BWB飞机水上迫降运动特性数值研究
收稿日期: 2023-02-21
修回日期: 2023-03-30
录用日期: 2023-04-06
网络出版日期: 2023-04-11
基金资助
国家自然科学基金(12072014)
Numerical investigation on motion characteristics of BWB aircraft in ditching
Received date: 2023-02-21
Revised date: 2023-03-30
Accepted date: 2023-04-06
Online published: 2023-04-11
Supported by
National Natural Science Foundation of China(12072014)

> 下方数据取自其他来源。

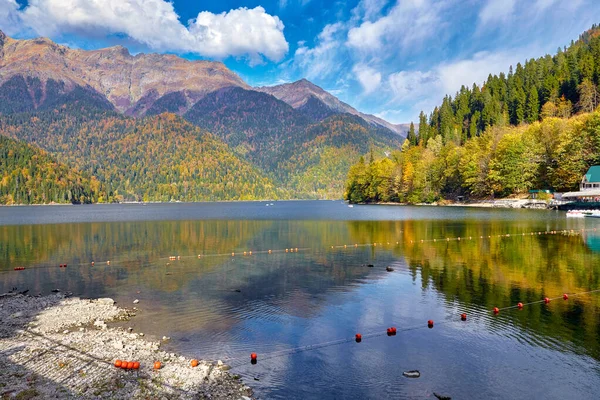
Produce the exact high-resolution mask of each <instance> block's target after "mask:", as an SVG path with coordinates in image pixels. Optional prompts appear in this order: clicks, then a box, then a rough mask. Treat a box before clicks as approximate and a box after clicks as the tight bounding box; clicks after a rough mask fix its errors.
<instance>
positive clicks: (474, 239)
mask: <svg viewBox="0 0 600 400" xmlns="http://www.w3.org/2000/svg"><path fill="white" fill-rule="evenodd" d="M596 231H597V228H588V229H578V230H574V229H570V230H568V229H563V230H551V231H532V232H521V233H504V234H495V235H479V236H456V237H444V238H433V239H411V240H391V241H386V242H374V243H351V244H340V245H331V246H329V247H327V248H318V249H317V248H310V247H301V248H298V247H289V248H285V249H267V250H245V251H244V250H242V251H231V252H227V253H204V254H202V253H201V254H197V255H186V256H181V255H177V256H173V255H171V256H168V257H161V258H159V259H158V260H161V261H181V260H185V259H194V258H197V259H202V258H210V257H249V256H253V255H263V254H267V255H269V254H290V253H298V252H307V251H310V250H315V251H323V250H336V249H337V250H349V249H356V248H365V247H366V248H370V247H372V248H377V247H379V248H385V246H400V245H401V243H402V244H409V243H410V244H419V243H443V242H450V241H456V242H465V241H472V240H477V239H479V240H486V239H492V238H500V239H506V238H517V237H535V236H541V235H558V234H561V235H570V236H575V235H580V234H582V233H584V232H596ZM135 261H140V260H118V261H117V262H118V263H119V264H123V263H129V262H135ZM68 265H72V266H77V267H82V266H92V267H94V266H102V265H106V266H110V265H113V264H111V261H110V260H107V261H97V262H95V261H90V262H88V263H70V264H69V263H67V264H59V265H56V264H45V265H38V266H35V267H28V269H42V268H56V267H59V268H66V267H67V266H68ZM14 270H15V271H22V270H25V267H21V266H19V267H15V268H14ZM2 272H4V273H6V272H10V270H5V271H0V273H2Z"/></svg>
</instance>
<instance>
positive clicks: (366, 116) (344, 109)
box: [254, 78, 407, 136]
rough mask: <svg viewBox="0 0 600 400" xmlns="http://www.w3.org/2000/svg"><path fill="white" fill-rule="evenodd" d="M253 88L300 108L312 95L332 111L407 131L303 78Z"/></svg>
mask: <svg viewBox="0 0 600 400" xmlns="http://www.w3.org/2000/svg"><path fill="white" fill-rule="evenodd" d="M254 90H257V91H260V92H264V93H268V94H270V95H273V96H275V97H277V98H278V99H279V100H282V101H284V102H286V103H288V104H289V105H291V106H292V107H293V108H295V109H301V108H302V107H303V106H304V105H305V104H306V103H307V102H308V101H309V99H310V97H311V96H312V97H314V98H316V99H317V100H319V101H320V102H322V103H323V104H324V105H325V107H327V108H329V109H330V110H331V111H332V113H335V114H338V113H339V114H344V113H345V114H352V115H356V116H358V117H361V118H362V119H364V120H365V121H367V122H369V123H371V124H375V125H379V126H383V127H385V128H387V129H389V130H391V131H392V132H395V133H397V134H399V135H402V136H406V133H407V129H404V128H405V127H404V124H392V123H390V122H388V121H385V120H384V119H382V118H379V117H377V116H375V115H371V114H366V113H363V112H360V111H358V110H356V109H355V108H354V107H352V106H351V105H349V104H347V103H345V102H343V101H341V100H340V99H338V98H337V97H335V96H334V95H332V94H331V93H329V92H328V91H326V90H324V89H323V88H321V87H319V86H317V85H315V84H314V83H312V82H310V81H309V80H307V79H305V78H302V79H300V80H298V81H295V82H291V83H284V84H281V85H274V86H261V87H257V88H254Z"/></svg>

翼身融合(BWB)布局是未来民航客机的重要布局形式之一。采用数值模拟方法研究固定下滑角条件下初始迫降速度和俯仰角对BWB飞机水上迫降过程中运动特性的影响规律。采用有限体积法数值求解非定常RANS方程,流体体积分数法捕捉水气交界面,刚体六自由度模型实现飞机受力与运动的耦合,整体动网格方法实现飞机与水面的相对运动。在初始迫降水平速度-俯仰角相平面内,BWB飞机在水上迫降过程中存在稳定运动、海豚运动和跳跃运动3种形式。随着初始迫降速度或俯仰角的增加,飞机逐渐由稳定运动过渡到海豚运动,最终到跳跃运动。当初始迫降水平速度增加时,冲击形成的正压区和浸没滑行形成的负压区的压力绝对值和范围增加,当正、负压区分别位于重心前后时,两者共同导致抬头力矩峰值;当初始迫降垂向速度增加时,飞机入水后回弹到较高的位置;当初始迫降俯仰角增加时,飞机初始重心位置升高,同时迫降初期浸润面积增加变缓,两者共同导致飞机入水深度增加,水线前移。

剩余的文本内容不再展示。